Almost Lost It

Almost Lost It

Note: I originally had a different title to this post, but I changed it. The biggest fear a writer faces is losing his or her work. This is word choreography. It is rarely memorized. So writers depend upon the reliability of either pen-to-paper methods or technology. I was on a slight writing spree this morning while I sat and drank iced coffee and read my novel at a local cafe. I kept putting the book down and jotting thoughts into the Notes section  of my iPhone. I decided this evening to share this particular blurb, but when I proceeded to copy and paste the paragraphs into an email, it looked like half of the writing disappeared. Like one minute you see droplets of water on your windshield and the next they are dried up and gone, leaving only spots as reminders that water was once falling out of the sky. I nearly cried. But it was just a bug, and the words reappeared. Thankfully. So here they are. They may not be as magical to you as they are to me. But I do like to think of my writing as akin to unicorns. After all, I have to half live in an imaginary world to get my magic to flow.
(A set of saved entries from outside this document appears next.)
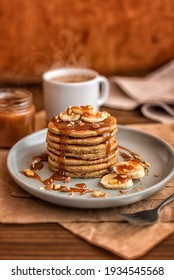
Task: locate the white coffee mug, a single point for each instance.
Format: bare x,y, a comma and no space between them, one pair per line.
70,86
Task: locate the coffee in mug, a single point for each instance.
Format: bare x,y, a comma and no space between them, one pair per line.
72,86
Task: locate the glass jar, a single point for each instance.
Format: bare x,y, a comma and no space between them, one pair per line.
16,115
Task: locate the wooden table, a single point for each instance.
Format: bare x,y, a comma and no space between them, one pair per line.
51,241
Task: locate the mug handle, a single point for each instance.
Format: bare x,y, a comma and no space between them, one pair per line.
104,90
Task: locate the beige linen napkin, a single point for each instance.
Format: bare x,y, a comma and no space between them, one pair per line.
153,93
100,227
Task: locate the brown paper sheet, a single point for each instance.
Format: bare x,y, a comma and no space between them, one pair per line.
98,226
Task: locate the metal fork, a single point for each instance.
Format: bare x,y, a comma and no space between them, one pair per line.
146,217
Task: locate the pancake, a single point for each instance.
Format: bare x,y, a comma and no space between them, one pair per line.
88,141
89,156
109,145
81,142
94,174
75,161
77,130
84,168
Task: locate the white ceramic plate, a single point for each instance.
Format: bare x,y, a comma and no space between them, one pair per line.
155,151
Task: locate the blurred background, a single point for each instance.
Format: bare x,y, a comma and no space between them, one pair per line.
114,37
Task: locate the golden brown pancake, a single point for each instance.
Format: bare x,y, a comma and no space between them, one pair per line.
82,131
88,141
76,161
81,143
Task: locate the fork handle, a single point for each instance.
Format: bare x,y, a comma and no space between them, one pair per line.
165,201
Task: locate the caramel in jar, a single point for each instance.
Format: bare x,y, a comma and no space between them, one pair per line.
16,116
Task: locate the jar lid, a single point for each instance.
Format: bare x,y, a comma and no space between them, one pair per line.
14,99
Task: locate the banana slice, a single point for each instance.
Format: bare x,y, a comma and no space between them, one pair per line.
115,181
82,109
131,168
64,116
94,117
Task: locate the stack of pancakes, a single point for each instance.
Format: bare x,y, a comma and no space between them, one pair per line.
81,142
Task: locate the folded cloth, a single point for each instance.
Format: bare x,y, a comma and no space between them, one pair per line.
153,93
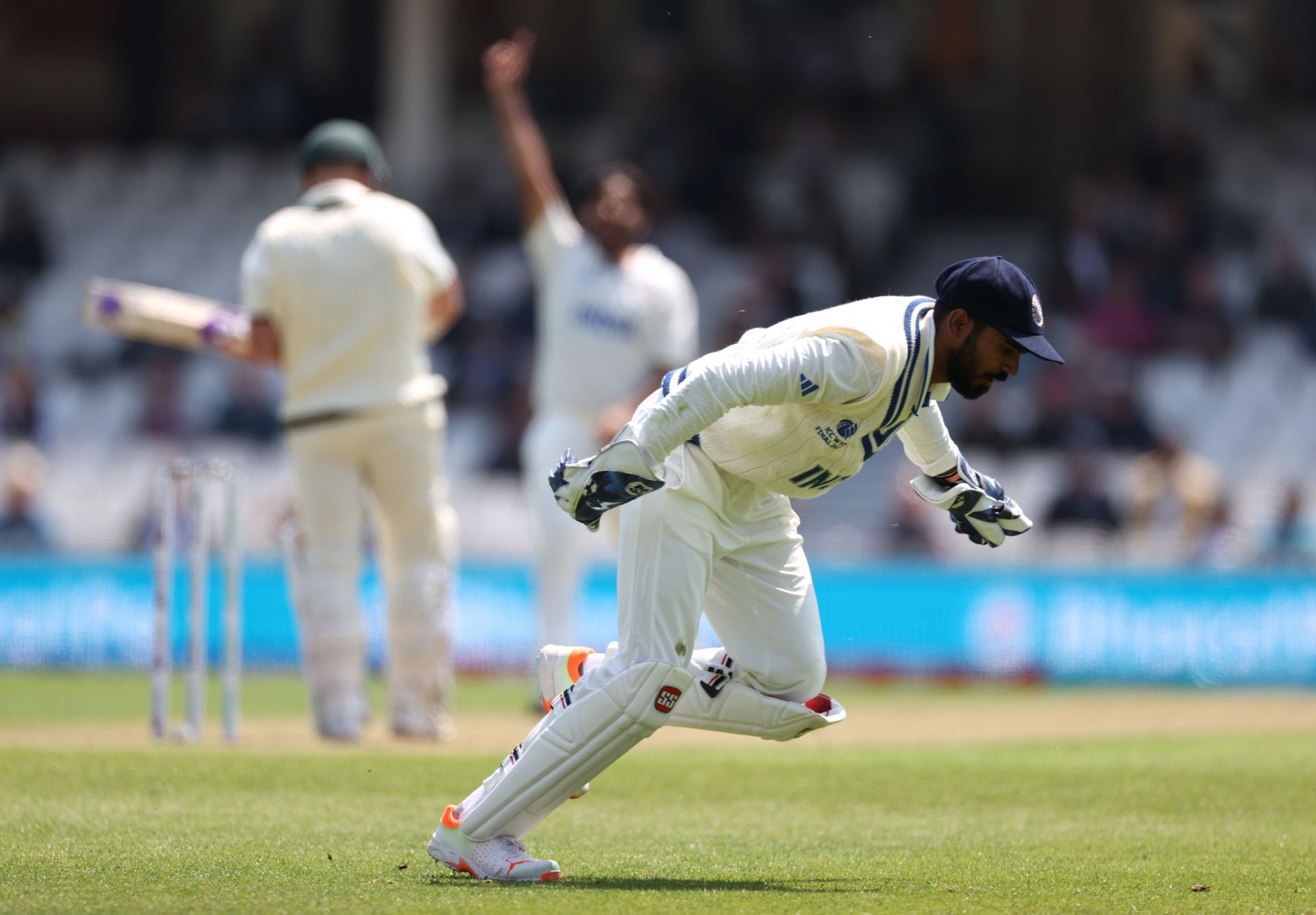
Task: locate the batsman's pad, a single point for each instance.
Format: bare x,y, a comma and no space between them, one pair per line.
977,504
587,489
573,744
739,709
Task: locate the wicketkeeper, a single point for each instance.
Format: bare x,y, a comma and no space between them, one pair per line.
716,452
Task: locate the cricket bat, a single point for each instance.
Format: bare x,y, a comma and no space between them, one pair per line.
162,316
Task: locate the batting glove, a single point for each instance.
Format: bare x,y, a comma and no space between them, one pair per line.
977,503
587,489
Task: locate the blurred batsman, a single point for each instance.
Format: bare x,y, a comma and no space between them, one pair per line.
705,472
346,289
612,315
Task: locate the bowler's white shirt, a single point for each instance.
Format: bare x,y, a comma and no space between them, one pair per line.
603,327
346,274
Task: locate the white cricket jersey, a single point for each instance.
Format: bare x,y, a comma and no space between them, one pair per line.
801,406
346,274
603,327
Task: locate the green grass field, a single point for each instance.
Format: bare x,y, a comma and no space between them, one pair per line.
93,822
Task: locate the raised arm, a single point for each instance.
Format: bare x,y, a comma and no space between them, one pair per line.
506,66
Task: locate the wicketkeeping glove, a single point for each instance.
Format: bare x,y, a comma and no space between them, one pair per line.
977,503
587,489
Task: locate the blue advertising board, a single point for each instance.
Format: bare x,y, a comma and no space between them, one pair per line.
1186,627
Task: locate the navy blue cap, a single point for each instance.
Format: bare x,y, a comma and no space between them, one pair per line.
344,141
998,293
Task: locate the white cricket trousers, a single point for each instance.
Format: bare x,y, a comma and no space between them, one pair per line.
715,544
561,543
398,459
707,543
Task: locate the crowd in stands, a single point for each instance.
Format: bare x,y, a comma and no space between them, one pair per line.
790,190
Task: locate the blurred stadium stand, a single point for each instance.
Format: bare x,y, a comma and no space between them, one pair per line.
1162,197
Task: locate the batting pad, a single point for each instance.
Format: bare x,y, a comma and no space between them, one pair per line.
573,744
739,709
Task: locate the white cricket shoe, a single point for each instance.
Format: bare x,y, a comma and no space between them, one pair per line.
502,857
559,669
341,716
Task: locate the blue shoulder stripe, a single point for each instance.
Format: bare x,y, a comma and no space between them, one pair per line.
666,382
914,341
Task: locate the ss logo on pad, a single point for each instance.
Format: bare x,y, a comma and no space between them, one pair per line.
666,699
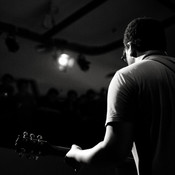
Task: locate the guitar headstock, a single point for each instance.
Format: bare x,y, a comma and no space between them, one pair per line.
30,145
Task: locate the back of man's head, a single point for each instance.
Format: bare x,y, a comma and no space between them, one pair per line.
145,34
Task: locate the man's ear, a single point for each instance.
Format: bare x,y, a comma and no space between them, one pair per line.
133,51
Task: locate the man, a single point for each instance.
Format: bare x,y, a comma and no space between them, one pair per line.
140,106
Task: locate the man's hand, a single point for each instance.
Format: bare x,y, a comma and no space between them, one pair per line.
70,157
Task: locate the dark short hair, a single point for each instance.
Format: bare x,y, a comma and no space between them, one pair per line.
146,34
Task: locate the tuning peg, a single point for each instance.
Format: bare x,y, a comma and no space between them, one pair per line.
39,137
25,134
32,136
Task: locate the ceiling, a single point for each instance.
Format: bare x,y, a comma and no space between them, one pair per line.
91,27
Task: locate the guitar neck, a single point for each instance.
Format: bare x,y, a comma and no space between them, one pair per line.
58,150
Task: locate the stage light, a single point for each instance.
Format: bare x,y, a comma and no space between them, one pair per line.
64,62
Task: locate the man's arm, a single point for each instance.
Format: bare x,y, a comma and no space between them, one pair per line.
113,150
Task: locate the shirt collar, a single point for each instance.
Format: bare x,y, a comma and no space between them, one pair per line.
153,52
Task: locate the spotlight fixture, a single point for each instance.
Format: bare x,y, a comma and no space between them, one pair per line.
83,63
11,43
64,61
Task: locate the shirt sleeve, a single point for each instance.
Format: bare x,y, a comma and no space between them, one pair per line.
122,98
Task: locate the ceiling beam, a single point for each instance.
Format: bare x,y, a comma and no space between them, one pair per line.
73,17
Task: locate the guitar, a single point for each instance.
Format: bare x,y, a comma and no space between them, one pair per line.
32,147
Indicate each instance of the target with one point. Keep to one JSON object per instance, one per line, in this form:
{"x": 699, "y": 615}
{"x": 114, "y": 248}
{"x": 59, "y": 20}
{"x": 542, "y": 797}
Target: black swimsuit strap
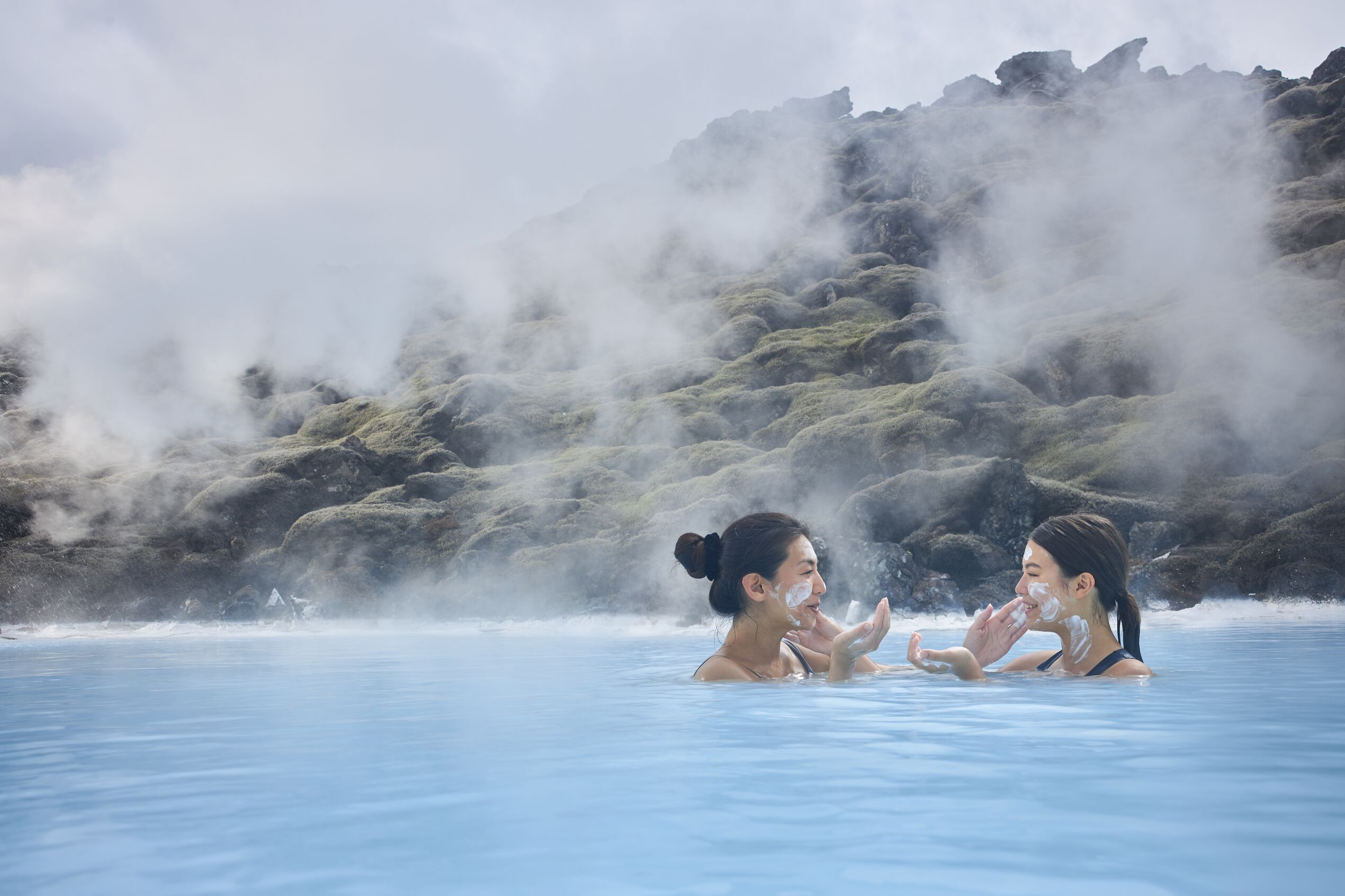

So go on and read below.

. . . .

I don’t think a writer can be a truly unique, creative, candid whiz of words without experiencing every emotion, enveloping him or herself in the extremes of the heart and mind like a teenage boy swimming in clouds of cologne in preparation for a first date.

I am moody.

I am different.

I see the world as one sees a movie. I sometimes lie back in my lounger, snack on popcorn, and let my eyes scan the screen. And sometimes I sit on the edge of the cushion, gripped in the scent of performance and emotional enhancement. But all the while, I remain aware that I am a bystander, an eavesdropper, a voyeur. I am real. You are the movie. Or, if you are in my life even for a teensy bit, you will become a character in my written world of woe and wonder.

Like me.

Don’t like me.

It’s all the same.

Life. As it should be. Can be. Will be. When I wrote about me. And write about you. I swear I will finish a book before I am through.